CALGARY, Alberta (Reuters) - Canada's ruling Conservatives have increased their lead over the opposition Liberals as election-style campaigning has picked up since the start of the year, a poll released on Friday said.
The Conservatives under Prime Minister Stephen Harper lead the Liberal Party by 37.3 percent to 24.8 percent, about a 2 percentage point gain for the ruling party in the past month and its largest lead since October 2009, according to an Ekos survey for the Canadian Broadcasting Corp.
The support level for the Liberals, led by Michael Ignatieff, represents a drop of about 3 percentage points since mid-January, and is lower than the results in the 2008 federal election, the party's worst-ever showing, the poll said.
Despite the Conservatives' gains, they would not be assured a majority of the seats in the House of Commons if an election were held now.
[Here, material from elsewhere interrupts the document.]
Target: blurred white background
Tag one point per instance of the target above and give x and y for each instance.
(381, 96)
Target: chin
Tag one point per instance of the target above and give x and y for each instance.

Harper has led minority governments since first coming to power in 2006.
Among the other parties, the left-leaning New Democrats have 14.2 percent support; the Greens, which do not have a seat in the House of Commons, have 10.7 percent; and the separatist Bloc Quebecois, which fields candidates only in the province of Quebec, has 9.9 percent.
Each party has said it does not want an election this year, but nonetheless appear to be girding for a vote in advance of the federal budget, expected in March.
Ekos said its survey of 1,652 Canadians conducted between February 4 and 9 has a margin of error of 1.4 percentage points.